SCVI: Bridging Social and Cyber Dimensions for Comprehensive Vulnerability Assessment (Shutonu Mitra, Tomas Neguyen, Qi Zhang, Hyungmin Kim, Hossein Salemi, Chen-Wei Chang, Fengxiu Zhang, Michin Hong, Chang-Tien Lu, Hemant Purohit, Jin-Hee Cho) This paper introduces the Social Cyber Vulnerability Index (SCVI), a novel metric/framework that combines individual-level (awareness, behavioural traits, psychological attributes) and attack-level (frequency, consequence, sophistication) factors to assess socio-technical vulnerabilities in cyber contexts. The authors validate SCVI using survey data (iPoll) and textual data (Reddit scam reports), and compare it to traditional metrics like CVSS (Common Vulnerability Scoring System) and SVI (Social Vulnerability Index). They demonstrate SCVI’s superior ability to capture nuances in socio-cyber risk (e.g., demographic and regional disparities).
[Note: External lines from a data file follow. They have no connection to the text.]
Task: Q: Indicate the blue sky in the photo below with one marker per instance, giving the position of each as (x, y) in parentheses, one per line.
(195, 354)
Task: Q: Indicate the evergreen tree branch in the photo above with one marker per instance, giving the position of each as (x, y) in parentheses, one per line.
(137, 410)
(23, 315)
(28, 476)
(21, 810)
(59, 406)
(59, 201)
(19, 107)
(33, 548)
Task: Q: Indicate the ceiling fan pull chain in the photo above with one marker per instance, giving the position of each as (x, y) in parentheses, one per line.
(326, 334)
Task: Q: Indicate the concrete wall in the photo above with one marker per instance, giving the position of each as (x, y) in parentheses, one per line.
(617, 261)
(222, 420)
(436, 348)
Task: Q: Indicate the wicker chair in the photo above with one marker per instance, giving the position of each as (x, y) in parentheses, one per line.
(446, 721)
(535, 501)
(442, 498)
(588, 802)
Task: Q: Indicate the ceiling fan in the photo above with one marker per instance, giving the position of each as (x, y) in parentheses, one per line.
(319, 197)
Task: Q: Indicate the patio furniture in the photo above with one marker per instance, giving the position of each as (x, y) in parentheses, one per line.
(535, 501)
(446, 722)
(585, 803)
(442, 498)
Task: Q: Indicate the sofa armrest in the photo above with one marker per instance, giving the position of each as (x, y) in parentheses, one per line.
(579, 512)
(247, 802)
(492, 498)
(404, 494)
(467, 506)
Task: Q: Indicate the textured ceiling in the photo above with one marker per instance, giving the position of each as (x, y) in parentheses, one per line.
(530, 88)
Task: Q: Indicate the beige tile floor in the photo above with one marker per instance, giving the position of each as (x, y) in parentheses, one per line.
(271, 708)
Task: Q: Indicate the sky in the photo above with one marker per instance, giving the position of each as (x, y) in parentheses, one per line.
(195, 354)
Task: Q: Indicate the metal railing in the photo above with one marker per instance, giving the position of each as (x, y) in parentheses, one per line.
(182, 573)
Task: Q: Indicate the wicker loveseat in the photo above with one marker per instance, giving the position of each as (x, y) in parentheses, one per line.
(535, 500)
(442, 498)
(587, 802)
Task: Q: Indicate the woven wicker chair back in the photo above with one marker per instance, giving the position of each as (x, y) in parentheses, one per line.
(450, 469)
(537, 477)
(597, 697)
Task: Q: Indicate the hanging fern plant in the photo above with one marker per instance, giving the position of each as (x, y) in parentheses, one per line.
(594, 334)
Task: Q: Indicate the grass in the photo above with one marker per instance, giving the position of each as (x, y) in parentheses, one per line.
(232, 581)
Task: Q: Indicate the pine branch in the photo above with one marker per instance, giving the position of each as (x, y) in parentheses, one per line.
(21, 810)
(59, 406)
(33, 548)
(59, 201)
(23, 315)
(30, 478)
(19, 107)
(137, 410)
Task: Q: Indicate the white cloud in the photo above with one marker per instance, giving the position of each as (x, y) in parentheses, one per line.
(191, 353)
BotSim: LLM-Powered Malicious Social Botnet Simulation (Boyu Qiao, Kun Li, Wei Zhou, Shilong Li, Qianqian Lu, Songlin Hu):This study presents “BotSim”, a simulation framework for malicious social-bot activity powered by large language models (LLMs). The authors create an environment mixing intelligent agent bots and human users, simulate realistic social media interaction patterns (posting, commenting), and generate a dataset ("BotSim-24") of LLM-driven bot behaviour. They then benchmark detection algorithms and find that traditional bot-detection methods perform much worse on the LLM-driven bot dataset — highlighting a new frontier in adversarial social cybersecurity.
Red Teaming with Artificial Intelligence-Driven Cyberattacks: A Scoping Review (Mays Al-Azzawi, Dung Doan, Tuomo Sipola, Jari Hautamäki, Tero Kokkonen):This review article surveys the use of AI for adversarial/red-teaming cyberattacks. It analyses ~470 records, selects 11 for in-depth review, and characterises the methods by which AI is being leveraged for penetration testing, intrusion, social engineering, etc. The authors identify typical targets (sensitive data, systems, social profiles, URLs), and emphasise the increasing threat from AI-based attack automation. It also reflects on how red-teaming practices must evolve in response.
A Survey of Social Cybersecurity: Techniques for Attack Detection, Evaluations, Challenges, and Future Prospects (Aos Mulahuwaish, Basheer Qolomany, Kevin Gyorick, Jacques Bou Abdo, Mohammed Aledhari, Junaid Qadir, Kathleen Carley, Ala Al-Fuqaha):This survey paper focuses on “social cybersecurity” — the human/social dimension of cyber threats (e.g., cyber-bullying, spam, misinformation, terrorist activity over social platforms). It covers detection techniques, evaluation methodologies, the challenge of datasets and tools, and identifies future research directions.
Evolution Cybercrime — Key Trends, Cybersecurity Threats, and Mitigation Strategies from Historical Data (Muhammad Abdullah, Muhammad Munib Nawaz, Bilal Saleem, Maila Zahra, Effa binte Ashfaq, Zia Muhammad):This article provides a longitudinal analysis of cybercrime over ~20 years, tracing how cyber threats have evolved (from rudimentary internet fraud to AI-driven attacks, deep fakes, 5G vulnerabilities, cryptojacking, supply chain attacks). It uses historical data (e.g., FBI IC3 complaints) and highlights demographic/geographic patterns, victims, losses, and state-sponsored trends. It also offers mitigation strategy recommendations.
A Survey of Cyber Threat Attribution: Challenges, Techniques, and Future Directions(Nilantha Prasad, Abebe Diro, Matthew Warren, Mahesh Fernando):This paper examines the challenging problem of cyber threat attribution (identifying who is behind an attack). It reviews techniques from technical (IOCs, TTPs, malware profiling) to ML/AI-based methods, analyses gaps in existing research, and suggests future directions for more robust, reliable attribution in cyber contexts. The work is interdisciplinary and addresses both technical and intelligence-analysis aspects.